The day before Nathan started for the east (after Richard Macomber had replied to Robert Barton that he'd like to see his friend's protégé, and talk with him) he left a package in a jeweler's shop with instructions for it to be mailed on a certain date the following July. The package was for Rebecca. It was an answer to her letter.

Nathan figured that of the notes he had left on the schooner to be mailed to Rebecca at different ports the last one ought surely to reach her by June. However, he'd play safe, and wait until July before mailing a reply to her letter. He wished to avoid all danger of detection. He didn't want Rebecca to surmise that he had been working a deception upon her all these years. She must never guess how hard he had tried to make himself suitable for her. He didn't want pity any more than he wanted submission.

More than a year ago Nathan had bought an engagement ring for Rebecca. He had observed that in Mrs. Barton's world most all the young married women wore engagement-rings with their wedding-rings, and he had asked Mrs. Barton to help him pick one out. He had drawn twenty-five dollars from his savings-bank account, to pay for the ring. The stone in it wasn't very large, but it was larger than twenty-five dollars ever could have bought. In the midst of the purchase of the ring Mrs. Barton had asked Nathan please to call up the house by telephone, and tell them that she'd be a little late for lunch. In his absence she and the clerk had changed the price tags.

Mrs. Barton supposed that Rebecca had long been wearing the pretty little ring which it had so rejoiced her heart to pay for in part. But Rebecca had never seen it. It had been lying quietly all this time in the top drawer of Nathan's chiffonier.

He hadn't meant to keep it so long, but he couldn't mail it immediately because he was supposed to be in New Zealand at the time, or some such remote place, and when he might have sent it without suspicion, he had begun to be afraid that any reminder of his claims might be unwelcome to the girl who had jumped so eagerly at his suggestion that he postpone his return.

He pondered over what to do with the little useless symbol as he made preparations to move his belongings out of the room that had been his so long. For so many months he had been accustomed to take out the dainty little platinum circlet, with the single pure white stone, and gaze upon it, as his thoughts hovered tenderly about Rebecca, that now the sight of it was painful to him. The little velvet-lined jewel-box that held the precious crystal so like Rebecca herself, had become a little velvet-lined casket that held something dead now, and soulless. He wanted to bury it out of his sight.
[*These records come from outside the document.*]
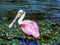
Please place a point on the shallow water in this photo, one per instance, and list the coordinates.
(37, 10)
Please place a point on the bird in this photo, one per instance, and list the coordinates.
(29, 27)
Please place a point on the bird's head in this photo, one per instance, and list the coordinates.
(19, 14)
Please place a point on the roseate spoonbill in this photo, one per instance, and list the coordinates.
(28, 27)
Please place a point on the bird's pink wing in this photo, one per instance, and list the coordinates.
(31, 28)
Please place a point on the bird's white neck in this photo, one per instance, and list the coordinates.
(21, 19)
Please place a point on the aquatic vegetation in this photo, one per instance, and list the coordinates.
(49, 34)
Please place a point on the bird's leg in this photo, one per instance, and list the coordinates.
(26, 39)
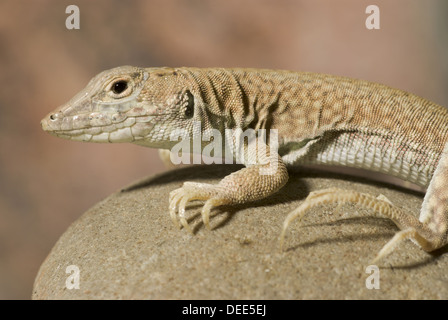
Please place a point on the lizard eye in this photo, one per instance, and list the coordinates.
(119, 86)
(189, 110)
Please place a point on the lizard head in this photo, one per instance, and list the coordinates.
(127, 104)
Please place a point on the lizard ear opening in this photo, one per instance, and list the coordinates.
(189, 109)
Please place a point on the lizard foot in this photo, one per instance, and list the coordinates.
(191, 191)
(411, 227)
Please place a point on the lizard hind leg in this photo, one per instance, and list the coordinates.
(411, 227)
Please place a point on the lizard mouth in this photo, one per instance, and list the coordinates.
(99, 127)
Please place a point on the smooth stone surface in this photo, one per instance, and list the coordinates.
(126, 247)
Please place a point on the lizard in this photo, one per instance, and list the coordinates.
(317, 118)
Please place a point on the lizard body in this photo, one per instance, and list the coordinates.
(320, 119)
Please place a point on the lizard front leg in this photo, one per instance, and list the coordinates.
(256, 181)
(429, 232)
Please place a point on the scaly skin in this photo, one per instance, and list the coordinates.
(320, 119)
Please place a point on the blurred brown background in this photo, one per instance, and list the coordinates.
(46, 183)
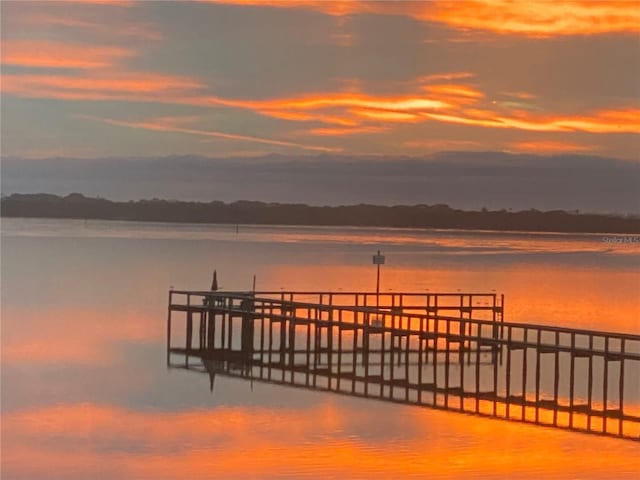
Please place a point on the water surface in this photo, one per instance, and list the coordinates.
(86, 392)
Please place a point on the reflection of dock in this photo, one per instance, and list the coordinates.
(450, 351)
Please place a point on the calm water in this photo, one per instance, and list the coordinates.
(86, 392)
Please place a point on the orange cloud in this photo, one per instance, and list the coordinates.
(163, 125)
(549, 146)
(40, 53)
(605, 121)
(97, 86)
(196, 443)
(120, 29)
(578, 17)
(94, 337)
(333, 132)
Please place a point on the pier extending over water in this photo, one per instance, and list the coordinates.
(449, 351)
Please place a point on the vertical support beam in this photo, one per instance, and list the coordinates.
(169, 311)
(621, 387)
(590, 384)
(508, 375)
(556, 378)
(538, 376)
(605, 387)
(572, 378)
(525, 352)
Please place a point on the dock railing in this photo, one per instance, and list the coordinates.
(444, 350)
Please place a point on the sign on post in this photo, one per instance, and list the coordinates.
(378, 259)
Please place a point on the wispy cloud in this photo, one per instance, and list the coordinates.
(163, 124)
(550, 146)
(52, 54)
(529, 18)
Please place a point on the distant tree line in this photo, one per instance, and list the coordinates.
(248, 212)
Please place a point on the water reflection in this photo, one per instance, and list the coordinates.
(439, 354)
(86, 394)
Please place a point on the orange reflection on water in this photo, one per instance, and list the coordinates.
(259, 442)
(549, 294)
(67, 334)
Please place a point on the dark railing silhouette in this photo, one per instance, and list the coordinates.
(449, 351)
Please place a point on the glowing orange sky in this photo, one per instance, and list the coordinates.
(126, 64)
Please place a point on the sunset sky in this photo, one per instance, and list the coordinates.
(117, 78)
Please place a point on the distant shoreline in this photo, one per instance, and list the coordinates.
(77, 206)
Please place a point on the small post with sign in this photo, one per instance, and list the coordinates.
(378, 260)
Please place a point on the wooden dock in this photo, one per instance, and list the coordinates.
(449, 351)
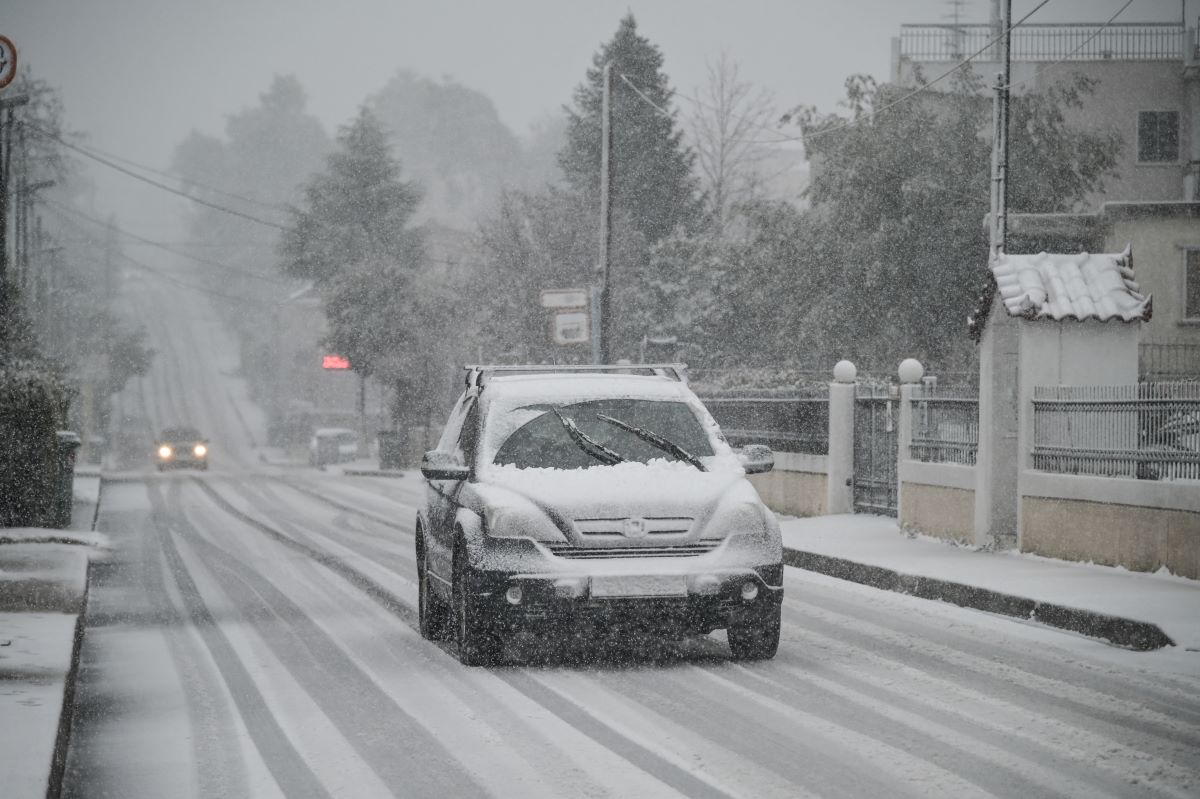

One night as he lay awake, staring into the dark, it occurred to him that the ring might perform a service for him. He had been wondering in what words he could most sparingly offer Rebecca her release. The ring could help him, he believed. He got up, and then and there sat down at his desk, and wrote a note to Rebecca.

This is what it said:

Dear Rebecca:
I am sending you an engagement ring because you never had one. Most girls are engaged before they are married, but it's the other way round with you. I am asking you to be engaged after you are married. And just as most girls' engagements are followed by marriage, yours, Rebecca, is to be followed by friendship. The fortunes of a sailor are uncertain always, but especially in time of war. I have been thinking of getting into the war myself, and before doing it, it seems only fair to relieve you of all further obligations to me. It isn't right that you should be troubled all your life by the thought of your duty to such a stranger as I am to you. This ring I am sending wipes out our marriage, Rebecca.
I am proud you are using my name, but if you see fit not to use it in the future, it will be all right. The thought that you used it even for a little while will help me always to keep it clean.
I'm sorry, but it won't be very convenient for me ever to see you again—so don't be afraid I'll be turning up some day. I won't. I think, Rebecca, there is something about "on the grounds of desertion" that makes things easy for a girl, left by a man as I am leaving you.
Good-by, Rebecca, and this time, forever.

Nathan.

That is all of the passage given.